Pendency of bail pleas in Allahabad High Court | Supreme Court orders registration of suo motu case for guidelines

A Bench comprising Justices S. K. Kaul and M. M. Sundresh said there must be a mechanism that if an accused approaches high court, then the bail applications are listed promptly for hearing.

The Supreme Court on Tuesday ordered registration of a suo motu case to consider laying down guidelines to deal with long pendency of criminal appeals in the Allahabad High Court.

A Bench comprising Justices S. K. Kaul and M. M. Sundresh said there must be a mechanism that if an accused approaches high court, then the bail applications are listed promptly for hearing.

“An affidavit has been filed by the High Court (Allahabad) accepting suggestions by the government. If we peruse the said suggestions, it will make the exercise of grant of bail more cumbersome.”

“If an appeal is pending at the high court stage and the convict has undergone eight years of sentence exceptions apart in most cases bail would be the rule. Despite that the cases don’t come up for consideration. we are not clear how much time is taken for such bail matters to be listed,” the Bench noted.

The top court said there may be convicts who may not have requisite access to legal advice for moving bail applications and the high court thus must explore all cases where convicts who have undergone a sentence of eight years can be considered for grant of bail.
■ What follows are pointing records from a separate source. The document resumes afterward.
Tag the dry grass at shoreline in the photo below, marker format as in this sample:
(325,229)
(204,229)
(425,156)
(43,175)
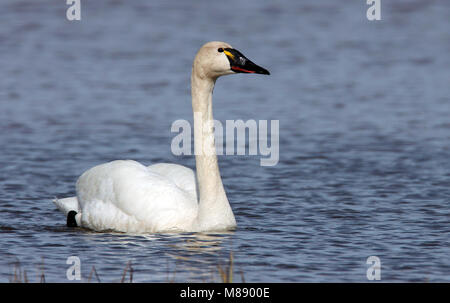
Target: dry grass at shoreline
(225,273)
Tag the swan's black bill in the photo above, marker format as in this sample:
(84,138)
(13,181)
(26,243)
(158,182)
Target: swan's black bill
(241,64)
(71,222)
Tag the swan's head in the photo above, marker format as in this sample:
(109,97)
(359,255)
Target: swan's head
(215,59)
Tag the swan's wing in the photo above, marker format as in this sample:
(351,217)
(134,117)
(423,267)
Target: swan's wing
(182,176)
(126,196)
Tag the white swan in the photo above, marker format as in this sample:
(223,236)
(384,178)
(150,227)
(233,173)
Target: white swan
(127,196)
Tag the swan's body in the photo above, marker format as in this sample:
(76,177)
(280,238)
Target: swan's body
(127,196)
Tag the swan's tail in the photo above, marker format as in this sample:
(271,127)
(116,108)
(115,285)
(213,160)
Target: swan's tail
(70,208)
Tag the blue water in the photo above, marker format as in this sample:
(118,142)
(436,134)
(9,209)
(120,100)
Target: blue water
(363,109)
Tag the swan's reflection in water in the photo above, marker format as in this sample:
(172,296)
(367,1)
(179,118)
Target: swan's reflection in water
(167,257)
(197,256)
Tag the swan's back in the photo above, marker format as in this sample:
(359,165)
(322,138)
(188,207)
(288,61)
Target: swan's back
(125,195)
“We are also conscious of scenarios where appeal comes up for hearing when the appellant will be seeking adjournment rather than arguing the case. That case would certainly not be one for grant of bail,” the Bench said.

The apex court said the convict must approach the high court first so that the Supreme Court is not unnecessarily burdened.

But there must be a mechanism that if an accused approaches high court, the bail application is listed promptly, the Bench said.

“In view of our broad observations, HC has to place before us how such cases would be taken up for consideration of grant of bail,” the apex court said.

“We note that there may be convicts in custody in life sentence cases and in such cases when 50% of sentence is undergone it can be the basis of grant of bail. We grant four weeks to the High Court to place before us their policy in this regard. We would not like to retain consideration of all matters pending before us,” the top court said.

The Bench said the current bail applications pending before it are promptly placed before the high court for hearing.

“In order to facilitate further examination of this problem, a separate suo motu case can be registered before the court for further directions. We direct the registry to register suo motu proceedings in this regard and place it before the court on November 16. The other petitions listed before us for bail shall be transferred to HC,” the Bench said.

At the outset, senior advocate Viraj Datar submitted that the high court has accepted the suggestions submitted by the government.

Additional Advocate General Garima Prashad appeared for Uttar Pradesh government.

The apex court had earlier directed the Uttar Pradesh government and officials of Allahabad High Court to sit together and jointly submit the suggestions for regulating the matters of bail applications during the pendency of the appeals of the convicted persons.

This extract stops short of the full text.